Syringe Access Programs

    It is the position of the Association of Nurses in AIDS Care that:

  • Syringe Access programs are an effective method of preventing the spread of HIV infection, Hepatitis B and C and other bloodborne pathogens among injection drug users without encouraging the use of illegal drugs.
  • Syringe Access programs should be part of a comprehensive strategy for the treatment of substance use, including drug treatment services, mental health counseling, social support services, harm reduction counseling, and competent primary health care, by providers who are knowledgeable about drug use, addiction, and prevention of bloodborne disease.
  • Federal funds should be released to support the development, implementation, and continued capabilities of Syringe Access programs around the country.
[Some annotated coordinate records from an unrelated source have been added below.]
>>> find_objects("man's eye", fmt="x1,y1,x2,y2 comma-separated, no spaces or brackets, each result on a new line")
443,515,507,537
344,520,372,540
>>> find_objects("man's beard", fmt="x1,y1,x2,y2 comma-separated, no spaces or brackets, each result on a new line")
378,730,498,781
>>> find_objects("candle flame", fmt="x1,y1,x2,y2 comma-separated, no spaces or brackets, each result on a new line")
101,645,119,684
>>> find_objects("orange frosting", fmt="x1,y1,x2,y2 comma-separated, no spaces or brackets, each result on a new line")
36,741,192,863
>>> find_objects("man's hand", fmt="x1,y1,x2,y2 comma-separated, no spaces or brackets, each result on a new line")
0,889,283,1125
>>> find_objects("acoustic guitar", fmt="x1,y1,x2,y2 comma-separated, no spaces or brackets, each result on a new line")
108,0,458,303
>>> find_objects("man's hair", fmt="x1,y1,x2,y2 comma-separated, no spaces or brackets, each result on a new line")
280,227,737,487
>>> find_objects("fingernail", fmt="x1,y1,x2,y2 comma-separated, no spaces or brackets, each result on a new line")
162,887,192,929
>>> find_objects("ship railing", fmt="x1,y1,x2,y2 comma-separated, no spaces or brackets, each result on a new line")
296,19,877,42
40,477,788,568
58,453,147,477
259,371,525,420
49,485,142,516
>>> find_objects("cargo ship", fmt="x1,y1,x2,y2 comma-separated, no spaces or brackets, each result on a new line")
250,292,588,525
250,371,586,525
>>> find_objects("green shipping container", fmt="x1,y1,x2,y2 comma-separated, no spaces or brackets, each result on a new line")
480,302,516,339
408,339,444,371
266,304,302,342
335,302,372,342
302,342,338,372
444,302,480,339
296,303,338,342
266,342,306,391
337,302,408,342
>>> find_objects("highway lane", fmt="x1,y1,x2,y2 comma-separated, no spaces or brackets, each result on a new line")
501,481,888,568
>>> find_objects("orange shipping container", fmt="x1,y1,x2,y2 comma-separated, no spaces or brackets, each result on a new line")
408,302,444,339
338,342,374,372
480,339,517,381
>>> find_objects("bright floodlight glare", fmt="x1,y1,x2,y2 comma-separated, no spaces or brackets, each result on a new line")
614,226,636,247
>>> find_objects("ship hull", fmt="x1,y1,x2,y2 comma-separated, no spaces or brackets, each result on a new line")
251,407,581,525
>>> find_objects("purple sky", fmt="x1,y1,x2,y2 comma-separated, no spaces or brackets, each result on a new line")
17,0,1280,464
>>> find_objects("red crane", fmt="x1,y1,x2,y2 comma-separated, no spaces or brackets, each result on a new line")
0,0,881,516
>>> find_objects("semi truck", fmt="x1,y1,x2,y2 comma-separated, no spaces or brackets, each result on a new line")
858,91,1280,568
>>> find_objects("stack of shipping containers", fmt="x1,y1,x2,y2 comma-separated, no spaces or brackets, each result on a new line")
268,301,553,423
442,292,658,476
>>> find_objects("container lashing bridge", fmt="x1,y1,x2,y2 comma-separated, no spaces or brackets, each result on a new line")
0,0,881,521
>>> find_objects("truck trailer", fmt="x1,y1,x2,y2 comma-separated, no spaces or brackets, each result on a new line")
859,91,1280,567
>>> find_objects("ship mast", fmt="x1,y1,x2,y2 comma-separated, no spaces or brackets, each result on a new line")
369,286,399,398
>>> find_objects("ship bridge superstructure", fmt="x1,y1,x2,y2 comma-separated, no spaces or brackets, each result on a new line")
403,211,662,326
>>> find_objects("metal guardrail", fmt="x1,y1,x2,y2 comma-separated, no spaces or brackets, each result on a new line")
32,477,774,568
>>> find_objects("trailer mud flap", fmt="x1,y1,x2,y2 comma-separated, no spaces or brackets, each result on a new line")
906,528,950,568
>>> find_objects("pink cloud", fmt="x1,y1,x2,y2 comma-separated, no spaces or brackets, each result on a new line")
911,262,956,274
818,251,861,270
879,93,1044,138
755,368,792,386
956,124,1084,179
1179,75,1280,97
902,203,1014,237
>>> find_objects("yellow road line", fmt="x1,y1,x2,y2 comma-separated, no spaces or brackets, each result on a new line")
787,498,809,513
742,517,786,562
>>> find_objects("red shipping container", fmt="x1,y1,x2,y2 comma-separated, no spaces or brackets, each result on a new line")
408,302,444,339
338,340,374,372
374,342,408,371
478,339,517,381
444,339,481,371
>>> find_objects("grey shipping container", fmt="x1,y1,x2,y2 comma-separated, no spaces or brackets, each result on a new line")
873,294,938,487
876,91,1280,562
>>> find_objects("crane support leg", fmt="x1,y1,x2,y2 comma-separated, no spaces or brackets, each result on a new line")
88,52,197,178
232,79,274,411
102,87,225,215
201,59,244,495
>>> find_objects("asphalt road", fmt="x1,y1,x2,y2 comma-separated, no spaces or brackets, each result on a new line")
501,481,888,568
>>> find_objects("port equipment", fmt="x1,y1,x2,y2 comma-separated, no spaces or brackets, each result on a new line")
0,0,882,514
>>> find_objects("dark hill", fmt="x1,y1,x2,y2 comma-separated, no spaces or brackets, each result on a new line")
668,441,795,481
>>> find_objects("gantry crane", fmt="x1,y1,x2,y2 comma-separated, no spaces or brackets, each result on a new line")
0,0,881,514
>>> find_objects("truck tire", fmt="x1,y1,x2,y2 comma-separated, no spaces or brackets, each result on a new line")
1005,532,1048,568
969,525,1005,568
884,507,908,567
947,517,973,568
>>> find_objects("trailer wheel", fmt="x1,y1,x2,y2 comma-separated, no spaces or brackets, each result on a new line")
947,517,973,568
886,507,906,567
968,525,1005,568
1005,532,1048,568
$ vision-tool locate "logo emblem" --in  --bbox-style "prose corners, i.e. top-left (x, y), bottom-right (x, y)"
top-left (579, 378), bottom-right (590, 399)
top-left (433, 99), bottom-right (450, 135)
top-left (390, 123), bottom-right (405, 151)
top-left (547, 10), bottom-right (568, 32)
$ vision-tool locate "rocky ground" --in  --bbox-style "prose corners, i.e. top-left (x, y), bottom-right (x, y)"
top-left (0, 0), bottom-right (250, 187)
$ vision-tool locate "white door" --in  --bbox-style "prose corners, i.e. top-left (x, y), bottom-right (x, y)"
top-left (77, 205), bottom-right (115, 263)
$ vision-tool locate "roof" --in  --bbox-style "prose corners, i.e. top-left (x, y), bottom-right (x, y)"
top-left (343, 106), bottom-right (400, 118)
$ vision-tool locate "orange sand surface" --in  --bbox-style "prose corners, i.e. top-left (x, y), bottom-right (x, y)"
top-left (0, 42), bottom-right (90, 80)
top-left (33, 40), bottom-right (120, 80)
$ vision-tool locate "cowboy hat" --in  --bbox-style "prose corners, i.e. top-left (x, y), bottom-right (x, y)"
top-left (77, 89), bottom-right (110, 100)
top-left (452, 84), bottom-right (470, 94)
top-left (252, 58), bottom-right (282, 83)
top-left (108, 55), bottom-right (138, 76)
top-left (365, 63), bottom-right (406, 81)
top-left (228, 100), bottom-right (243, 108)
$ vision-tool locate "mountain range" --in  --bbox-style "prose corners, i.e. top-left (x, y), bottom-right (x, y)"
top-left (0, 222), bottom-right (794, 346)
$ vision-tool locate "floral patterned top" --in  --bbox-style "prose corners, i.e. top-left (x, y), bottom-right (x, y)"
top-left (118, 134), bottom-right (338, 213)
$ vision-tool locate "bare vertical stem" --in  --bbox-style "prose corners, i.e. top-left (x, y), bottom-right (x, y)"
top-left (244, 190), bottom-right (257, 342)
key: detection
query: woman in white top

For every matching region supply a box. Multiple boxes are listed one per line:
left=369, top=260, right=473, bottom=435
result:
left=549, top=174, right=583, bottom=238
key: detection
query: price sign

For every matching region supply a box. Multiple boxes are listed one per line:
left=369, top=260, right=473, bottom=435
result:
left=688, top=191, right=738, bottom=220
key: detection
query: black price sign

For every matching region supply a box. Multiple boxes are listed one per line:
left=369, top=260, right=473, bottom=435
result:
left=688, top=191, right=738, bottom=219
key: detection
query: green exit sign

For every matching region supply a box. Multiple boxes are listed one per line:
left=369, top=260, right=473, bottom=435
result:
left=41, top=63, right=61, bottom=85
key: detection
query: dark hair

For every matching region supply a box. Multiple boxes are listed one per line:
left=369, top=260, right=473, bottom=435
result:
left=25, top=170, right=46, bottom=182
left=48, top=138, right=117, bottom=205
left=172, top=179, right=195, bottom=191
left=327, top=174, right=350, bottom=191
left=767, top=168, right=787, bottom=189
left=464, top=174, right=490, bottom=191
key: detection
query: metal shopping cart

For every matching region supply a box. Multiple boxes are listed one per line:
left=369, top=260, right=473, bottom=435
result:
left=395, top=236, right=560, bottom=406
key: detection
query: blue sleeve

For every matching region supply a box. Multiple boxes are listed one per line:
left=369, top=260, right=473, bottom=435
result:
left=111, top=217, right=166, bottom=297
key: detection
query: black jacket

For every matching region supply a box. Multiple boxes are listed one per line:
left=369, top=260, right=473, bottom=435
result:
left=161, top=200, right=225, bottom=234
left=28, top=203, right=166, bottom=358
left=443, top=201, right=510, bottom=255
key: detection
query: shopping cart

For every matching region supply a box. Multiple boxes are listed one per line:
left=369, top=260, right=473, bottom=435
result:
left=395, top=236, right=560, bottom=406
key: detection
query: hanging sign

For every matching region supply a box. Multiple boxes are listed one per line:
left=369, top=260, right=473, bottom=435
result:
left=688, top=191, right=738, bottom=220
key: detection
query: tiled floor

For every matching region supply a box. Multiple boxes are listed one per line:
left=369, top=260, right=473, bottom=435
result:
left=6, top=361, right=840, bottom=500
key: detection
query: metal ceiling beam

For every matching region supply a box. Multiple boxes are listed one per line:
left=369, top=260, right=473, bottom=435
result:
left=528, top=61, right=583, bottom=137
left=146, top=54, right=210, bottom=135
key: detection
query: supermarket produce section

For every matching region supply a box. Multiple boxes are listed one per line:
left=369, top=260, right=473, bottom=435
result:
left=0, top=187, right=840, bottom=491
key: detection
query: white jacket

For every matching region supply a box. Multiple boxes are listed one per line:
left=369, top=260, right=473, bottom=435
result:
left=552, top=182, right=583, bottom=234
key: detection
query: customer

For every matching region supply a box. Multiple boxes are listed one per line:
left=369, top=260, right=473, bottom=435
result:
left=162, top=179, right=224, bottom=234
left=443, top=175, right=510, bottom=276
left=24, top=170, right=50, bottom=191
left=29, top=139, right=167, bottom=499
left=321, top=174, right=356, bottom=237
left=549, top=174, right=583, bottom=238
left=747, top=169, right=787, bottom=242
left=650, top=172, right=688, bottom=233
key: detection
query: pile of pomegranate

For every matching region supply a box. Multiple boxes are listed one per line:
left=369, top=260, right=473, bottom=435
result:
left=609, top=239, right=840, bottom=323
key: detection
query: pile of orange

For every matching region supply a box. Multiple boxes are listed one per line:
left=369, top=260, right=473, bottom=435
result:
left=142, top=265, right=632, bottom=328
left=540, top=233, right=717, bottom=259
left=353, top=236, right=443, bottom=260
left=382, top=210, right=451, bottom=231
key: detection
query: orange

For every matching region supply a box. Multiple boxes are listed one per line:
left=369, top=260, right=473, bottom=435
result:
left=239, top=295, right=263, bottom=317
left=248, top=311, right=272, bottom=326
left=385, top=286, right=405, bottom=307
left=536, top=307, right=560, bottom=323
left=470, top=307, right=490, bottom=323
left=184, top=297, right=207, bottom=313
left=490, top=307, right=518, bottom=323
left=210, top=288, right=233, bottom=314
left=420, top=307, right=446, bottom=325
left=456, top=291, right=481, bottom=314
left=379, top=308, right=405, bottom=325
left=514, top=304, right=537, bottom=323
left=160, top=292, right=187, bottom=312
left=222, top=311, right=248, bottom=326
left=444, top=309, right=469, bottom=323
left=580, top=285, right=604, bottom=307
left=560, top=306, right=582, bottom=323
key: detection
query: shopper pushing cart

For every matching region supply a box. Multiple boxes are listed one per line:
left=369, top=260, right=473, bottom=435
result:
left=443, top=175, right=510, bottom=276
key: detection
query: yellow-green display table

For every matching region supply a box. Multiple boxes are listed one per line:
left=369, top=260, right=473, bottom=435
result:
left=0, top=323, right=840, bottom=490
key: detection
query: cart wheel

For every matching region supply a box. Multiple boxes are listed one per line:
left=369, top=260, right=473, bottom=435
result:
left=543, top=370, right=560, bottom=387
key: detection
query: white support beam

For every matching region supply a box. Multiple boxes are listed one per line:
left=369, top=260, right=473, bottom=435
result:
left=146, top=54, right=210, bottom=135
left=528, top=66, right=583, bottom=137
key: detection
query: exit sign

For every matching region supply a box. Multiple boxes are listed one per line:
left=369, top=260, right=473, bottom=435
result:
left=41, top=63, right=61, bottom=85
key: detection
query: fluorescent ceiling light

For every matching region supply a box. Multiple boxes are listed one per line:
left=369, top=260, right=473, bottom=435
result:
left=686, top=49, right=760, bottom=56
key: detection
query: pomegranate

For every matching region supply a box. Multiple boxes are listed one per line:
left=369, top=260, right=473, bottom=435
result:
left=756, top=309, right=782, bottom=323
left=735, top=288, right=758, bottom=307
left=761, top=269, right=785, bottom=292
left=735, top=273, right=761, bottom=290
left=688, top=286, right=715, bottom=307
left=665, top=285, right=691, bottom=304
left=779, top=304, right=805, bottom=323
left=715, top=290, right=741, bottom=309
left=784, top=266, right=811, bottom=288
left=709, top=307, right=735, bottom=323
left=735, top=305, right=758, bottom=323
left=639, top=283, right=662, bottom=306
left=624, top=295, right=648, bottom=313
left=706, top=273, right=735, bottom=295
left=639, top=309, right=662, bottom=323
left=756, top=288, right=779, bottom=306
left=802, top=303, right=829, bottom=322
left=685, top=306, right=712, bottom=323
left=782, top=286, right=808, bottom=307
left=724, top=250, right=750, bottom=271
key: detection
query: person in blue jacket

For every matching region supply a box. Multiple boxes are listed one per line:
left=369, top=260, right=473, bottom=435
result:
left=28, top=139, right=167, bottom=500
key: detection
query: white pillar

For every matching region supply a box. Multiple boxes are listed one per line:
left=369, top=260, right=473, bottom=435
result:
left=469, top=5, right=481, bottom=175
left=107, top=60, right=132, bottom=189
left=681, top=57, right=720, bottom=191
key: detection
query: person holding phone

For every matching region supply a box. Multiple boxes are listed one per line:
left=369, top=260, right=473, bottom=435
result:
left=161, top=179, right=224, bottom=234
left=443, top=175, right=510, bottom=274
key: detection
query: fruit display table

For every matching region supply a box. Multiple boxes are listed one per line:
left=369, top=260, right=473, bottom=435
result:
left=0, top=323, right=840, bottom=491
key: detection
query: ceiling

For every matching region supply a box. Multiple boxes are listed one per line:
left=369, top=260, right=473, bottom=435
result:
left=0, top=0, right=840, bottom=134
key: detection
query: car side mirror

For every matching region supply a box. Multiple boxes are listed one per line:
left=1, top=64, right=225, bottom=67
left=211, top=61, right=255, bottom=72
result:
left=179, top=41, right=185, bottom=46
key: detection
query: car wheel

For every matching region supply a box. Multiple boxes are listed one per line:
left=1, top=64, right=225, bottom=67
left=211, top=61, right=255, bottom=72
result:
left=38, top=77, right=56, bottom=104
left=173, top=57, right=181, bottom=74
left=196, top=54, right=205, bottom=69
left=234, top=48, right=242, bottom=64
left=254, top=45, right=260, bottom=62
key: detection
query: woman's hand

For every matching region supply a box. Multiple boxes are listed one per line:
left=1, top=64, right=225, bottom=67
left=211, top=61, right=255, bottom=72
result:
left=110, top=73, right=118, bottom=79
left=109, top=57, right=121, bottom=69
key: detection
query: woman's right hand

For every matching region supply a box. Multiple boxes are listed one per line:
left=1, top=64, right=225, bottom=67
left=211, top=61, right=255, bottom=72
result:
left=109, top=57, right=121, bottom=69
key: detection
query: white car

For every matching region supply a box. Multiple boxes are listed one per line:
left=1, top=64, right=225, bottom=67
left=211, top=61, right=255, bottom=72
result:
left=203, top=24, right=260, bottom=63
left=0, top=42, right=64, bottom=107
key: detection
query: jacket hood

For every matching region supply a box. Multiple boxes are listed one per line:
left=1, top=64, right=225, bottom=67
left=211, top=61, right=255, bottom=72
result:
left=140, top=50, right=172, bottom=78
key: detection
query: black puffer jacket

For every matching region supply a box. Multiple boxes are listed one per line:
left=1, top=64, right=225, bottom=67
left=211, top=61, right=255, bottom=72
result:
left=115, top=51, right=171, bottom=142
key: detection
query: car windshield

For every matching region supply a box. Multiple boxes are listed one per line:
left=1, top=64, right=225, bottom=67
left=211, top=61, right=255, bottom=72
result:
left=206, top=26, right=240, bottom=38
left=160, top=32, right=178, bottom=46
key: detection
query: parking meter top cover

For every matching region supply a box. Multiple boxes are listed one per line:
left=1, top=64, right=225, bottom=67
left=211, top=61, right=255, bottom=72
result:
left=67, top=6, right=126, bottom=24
Syringe Prescription for Injection Drug Users to Prevent Disease

     It is the position of ANAC that:

  • Prescribing syringes to injection drug users can prevent blood borne diseases.
  • The benefits of syringe prescription include the ability to provide access to syringes in places where legal access is otherwise limited, the potential to improve medical care for an underserved population, and the possibility for health care providers to act as a conduit to drug treatment.
  • States that do not allow prescription of syringes to injection drug users or possession of prescribed syringes should modify their laws to do so.
  • Nursing and other medical education programs should teach their students about the health needs of injection drug users, including the need for access to sterile syringes.
  • Syringe prescription should be part of a comprehensive approach to the issue of drug injection and disease that includes outreach, prevention and treatment.